♠ Games We Play

Long-term

Strategic Underemployment

She was talented when you married: driven, advancing, on a clear trajectory. A few years in, she took a step back at work. A less demanding role. Longer stretches between promotions. Opportunities she didn't pursue. You thought it was burnout, or a lifestyle shift, or a choice to be present for the kids.

It may also have been a financial calculation.

The game

In most jurisdictions, alimony is tied to the earnings gap between spouses at separation. The wider the gap, the larger the payment, the longer it runs. A spouse who believes the marriage is likely to end has a direct financial incentive to manage that gap, not by reducing your earnings but by limiting their own.

She has information about the state of the marriage that you may not have, or may be choosing not to see. If she thinks separation is likely, her optimal career strategy changes. Every promotion she doesn't pursue is a rational response to the incentive structure she's facing.

The equilibrium

This is hard to see because career decisions have a hundred legitimate explanations. Burnout is real. Work-life balance matters. The desire to be present for children is genuine. The financial incentive runs in the same direction as all of these, and is invisible alongside them.

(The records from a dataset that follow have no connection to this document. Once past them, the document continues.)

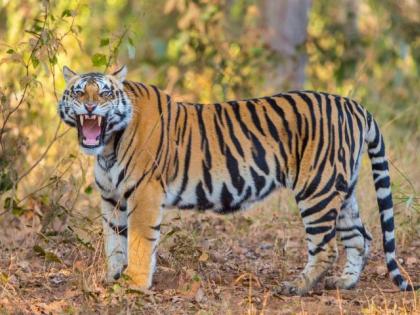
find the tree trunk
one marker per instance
(286, 22)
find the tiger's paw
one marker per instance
(136, 280)
(291, 288)
(345, 283)
(114, 273)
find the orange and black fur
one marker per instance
(154, 153)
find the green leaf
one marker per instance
(88, 190)
(131, 51)
(53, 60)
(35, 61)
(99, 60)
(66, 12)
(104, 42)
(6, 183)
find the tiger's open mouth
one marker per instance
(91, 130)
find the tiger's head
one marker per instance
(96, 105)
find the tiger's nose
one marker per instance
(90, 107)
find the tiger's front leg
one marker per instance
(144, 218)
(114, 218)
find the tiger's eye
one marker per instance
(78, 93)
(106, 94)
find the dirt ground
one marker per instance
(207, 264)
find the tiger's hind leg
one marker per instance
(319, 215)
(356, 240)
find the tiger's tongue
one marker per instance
(91, 131)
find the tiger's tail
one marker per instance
(379, 162)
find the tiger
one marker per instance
(154, 153)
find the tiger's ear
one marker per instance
(68, 74)
(120, 74)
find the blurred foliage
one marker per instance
(201, 50)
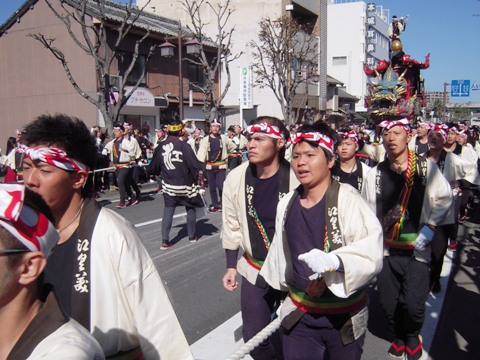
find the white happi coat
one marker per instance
(129, 304)
(457, 168)
(227, 148)
(235, 233)
(69, 342)
(437, 206)
(361, 252)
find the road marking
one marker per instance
(157, 220)
(220, 343)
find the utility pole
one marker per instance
(445, 101)
(322, 59)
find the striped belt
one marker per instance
(255, 263)
(135, 354)
(121, 165)
(328, 304)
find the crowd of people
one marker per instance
(310, 218)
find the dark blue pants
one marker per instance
(403, 286)
(316, 338)
(258, 305)
(215, 178)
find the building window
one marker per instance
(124, 61)
(339, 60)
(196, 77)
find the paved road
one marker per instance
(210, 318)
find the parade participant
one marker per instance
(349, 169)
(175, 160)
(451, 145)
(213, 151)
(194, 142)
(33, 324)
(419, 142)
(454, 168)
(410, 197)
(103, 276)
(122, 155)
(131, 143)
(240, 141)
(327, 247)
(251, 193)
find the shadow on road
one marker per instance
(457, 336)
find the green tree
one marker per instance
(284, 56)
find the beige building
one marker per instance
(245, 19)
(33, 82)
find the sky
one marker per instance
(447, 29)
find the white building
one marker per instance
(357, 35)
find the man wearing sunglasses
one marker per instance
(33, 324)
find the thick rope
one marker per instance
(256, 340)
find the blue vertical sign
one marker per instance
(460, 88)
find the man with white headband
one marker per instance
(411, 198)
(102, 274)
(327, 247)
(251, 193)
(453, 145)
(349, 169)
(33, 324)
(454, 168)
(123, 151)
(213, 151)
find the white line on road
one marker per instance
(157, 220)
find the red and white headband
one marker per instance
(267, 129)
(30, 227)
(54, 157)
(441, 129)
(388, 124)
(322, 140)
(352, 135)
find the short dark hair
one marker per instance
(36, 202)
(175, 122)
(323, 128)
(70, 134)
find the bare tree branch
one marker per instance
(221, 41)
(283, 59)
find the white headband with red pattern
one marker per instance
(54, 157)
(322, 140)
(30, 227)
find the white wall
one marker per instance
(245, 19)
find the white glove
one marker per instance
(424, 238)
(319, 261)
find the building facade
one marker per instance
(357, 35)
(33, 82)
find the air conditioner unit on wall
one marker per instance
(116, 81)
(335, 103)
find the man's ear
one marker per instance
(32, 266)
(79, 179)
(409, 137)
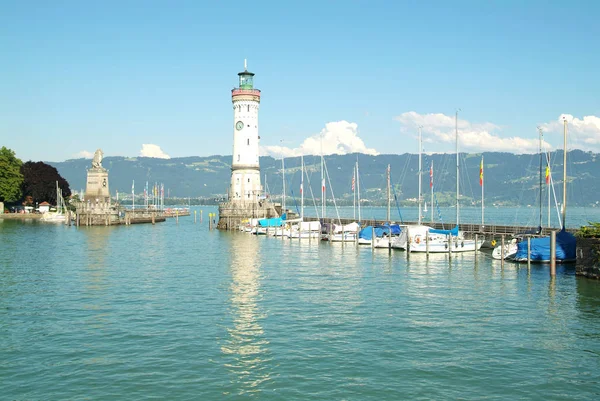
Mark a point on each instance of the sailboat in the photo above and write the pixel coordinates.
(509, 250)
(566, 244)
(59, 215)
(431, 240)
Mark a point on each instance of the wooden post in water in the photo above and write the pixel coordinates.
(528, 252)
(553, 253)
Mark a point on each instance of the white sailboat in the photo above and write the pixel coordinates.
(58, 216)
(304, 229)
(444, 241)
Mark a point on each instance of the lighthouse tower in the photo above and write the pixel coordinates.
(245, 169)
(245, 200)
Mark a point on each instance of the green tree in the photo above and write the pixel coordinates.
(40, 182)
(10, 176)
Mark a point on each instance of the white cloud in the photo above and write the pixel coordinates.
(338, 137)
(151, 150)
(472, 137)
(84, 154)
(583, 133)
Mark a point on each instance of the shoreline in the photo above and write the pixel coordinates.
(21, 216)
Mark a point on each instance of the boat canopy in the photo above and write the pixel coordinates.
(352, 227)
(454, 231)
(566, 248)
(380, 231)
(310, 226)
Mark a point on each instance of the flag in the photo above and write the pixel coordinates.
(431, 176)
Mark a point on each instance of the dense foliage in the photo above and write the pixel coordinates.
(590, 231)
(510, 179)
(39, 182)
(10, 176)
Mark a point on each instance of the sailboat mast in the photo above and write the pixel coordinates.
(541, 166)
(357, 188)
(420, 172)
(302, 187)
(354, 193)
(389, 195)
(564, 211)
(457, 169)
(322, 183)
(482, 181)
(283, 176)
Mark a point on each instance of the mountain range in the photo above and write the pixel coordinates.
(509, 179)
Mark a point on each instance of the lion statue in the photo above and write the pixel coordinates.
(97, 160)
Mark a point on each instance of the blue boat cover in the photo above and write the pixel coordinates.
(454, 231)
(366, 233)
(275, 222)
(566, 248)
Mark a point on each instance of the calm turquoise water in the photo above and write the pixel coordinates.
(175, 311)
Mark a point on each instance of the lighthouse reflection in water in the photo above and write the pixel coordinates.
(246, 346)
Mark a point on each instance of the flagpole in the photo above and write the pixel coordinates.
(431, 186)
(482, 184)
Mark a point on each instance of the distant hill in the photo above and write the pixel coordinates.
(510, 179)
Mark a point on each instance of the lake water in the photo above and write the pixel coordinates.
(175, 311)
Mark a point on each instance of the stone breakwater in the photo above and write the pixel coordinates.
(588, 257)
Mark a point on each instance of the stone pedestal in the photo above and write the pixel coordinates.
(232, 213)
(588, 257)
(96, 190)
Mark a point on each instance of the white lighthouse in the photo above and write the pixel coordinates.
(244, 195)
(245, 169)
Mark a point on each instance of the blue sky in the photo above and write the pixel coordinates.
(77, 76)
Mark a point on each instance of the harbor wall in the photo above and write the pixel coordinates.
(588, 257)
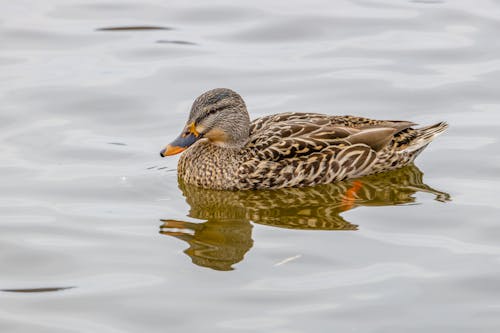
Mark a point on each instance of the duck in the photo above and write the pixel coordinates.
(222, 149)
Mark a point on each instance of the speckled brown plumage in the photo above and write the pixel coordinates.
(291, 149)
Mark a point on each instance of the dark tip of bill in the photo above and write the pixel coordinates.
(132, 28)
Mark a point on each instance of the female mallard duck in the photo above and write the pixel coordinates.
(228, 152)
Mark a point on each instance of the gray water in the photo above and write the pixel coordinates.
(94, 224)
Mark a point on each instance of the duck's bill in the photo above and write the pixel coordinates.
(179, 145)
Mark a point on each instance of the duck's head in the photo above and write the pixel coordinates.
(219, 116)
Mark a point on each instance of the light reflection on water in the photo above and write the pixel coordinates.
(226, 235)
(82, 189)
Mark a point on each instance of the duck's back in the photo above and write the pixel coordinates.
(304, 149)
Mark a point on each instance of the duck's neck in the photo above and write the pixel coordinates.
(208, 165)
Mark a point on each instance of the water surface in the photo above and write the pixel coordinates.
(98, 236)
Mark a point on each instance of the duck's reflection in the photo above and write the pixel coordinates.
(226, 235)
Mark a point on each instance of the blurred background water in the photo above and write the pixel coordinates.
(94, 224)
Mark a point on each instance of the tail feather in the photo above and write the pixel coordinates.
(425, 135)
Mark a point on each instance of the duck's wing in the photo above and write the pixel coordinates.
(263, 123)
(303, 149)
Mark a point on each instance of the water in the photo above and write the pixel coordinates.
(94, 224)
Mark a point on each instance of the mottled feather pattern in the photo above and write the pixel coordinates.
(305, 149)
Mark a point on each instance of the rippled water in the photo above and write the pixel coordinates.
(94, 224)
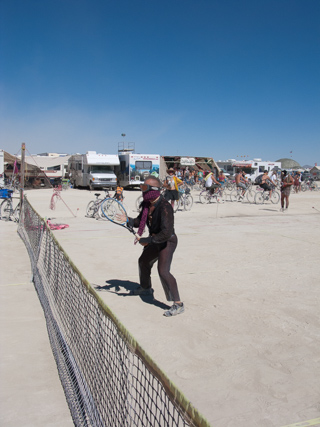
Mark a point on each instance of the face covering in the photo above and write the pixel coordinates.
(148, 197)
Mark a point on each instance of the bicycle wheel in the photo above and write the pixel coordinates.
(234, 196)
(91, 209)
(188, 202)
(259, 199)
(229, 186)
(16, 213)
(203, 197)
(275, 197)
(251, 195)
(6, 209)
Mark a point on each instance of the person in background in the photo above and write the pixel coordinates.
(241, 182)
(274, 178)
(222, 178)
(286, 184)
(118, 195)
(211, 183)
(172, 184)
(265, 183)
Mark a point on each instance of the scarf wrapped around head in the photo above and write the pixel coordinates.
(148, 197)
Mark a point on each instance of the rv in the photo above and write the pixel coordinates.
(134, 168)
(93, 170)
(252, 168)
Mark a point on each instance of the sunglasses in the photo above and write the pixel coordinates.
(147, 187)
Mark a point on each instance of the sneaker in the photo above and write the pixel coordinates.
(174, 310)
(142, 291)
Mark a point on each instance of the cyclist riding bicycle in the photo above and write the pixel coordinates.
(241, 181)
(264, 183)
(211, 183)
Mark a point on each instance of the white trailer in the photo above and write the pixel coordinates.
(93, 170)
(134, 168)
(1, 168)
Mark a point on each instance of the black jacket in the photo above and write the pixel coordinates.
(161, 227)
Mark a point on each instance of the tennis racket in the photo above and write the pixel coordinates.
(114, 211)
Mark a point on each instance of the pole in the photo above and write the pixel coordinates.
(22, 166)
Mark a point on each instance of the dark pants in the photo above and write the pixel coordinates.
(163, 253)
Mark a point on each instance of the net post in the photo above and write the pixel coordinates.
(23, 154)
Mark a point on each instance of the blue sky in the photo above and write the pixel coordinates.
(181, 77)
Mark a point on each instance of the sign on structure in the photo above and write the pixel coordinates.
(187, 161)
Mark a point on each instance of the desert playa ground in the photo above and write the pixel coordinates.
(246, 350)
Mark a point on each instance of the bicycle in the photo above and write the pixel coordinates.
(263, 196)
(185, 200)
(93, 208)
(237, 196)
(207, 197)
(7, 211)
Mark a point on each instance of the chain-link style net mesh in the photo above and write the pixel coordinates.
(107, 377)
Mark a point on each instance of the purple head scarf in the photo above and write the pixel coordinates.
(148, 197)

The equilibrium is stable because the strategy is undetectable in real time. By the time the earnings gap is apparent, it's already built into the financial structure of the marriage.

Dominated strategies

Assuming a career slowdown is purely personal is the dominated strategy. It leaves you without information you need.

If you're in a marriage that feels uncertain, understand the financial structure you're in. Not out of paranoia, but because the incentives are real whether or not anyone is consciously acting on them. A spouse who earns significantly less than their potential has a larger claim on your income if the marriage ends. That's the game, whether either of you intended to play it.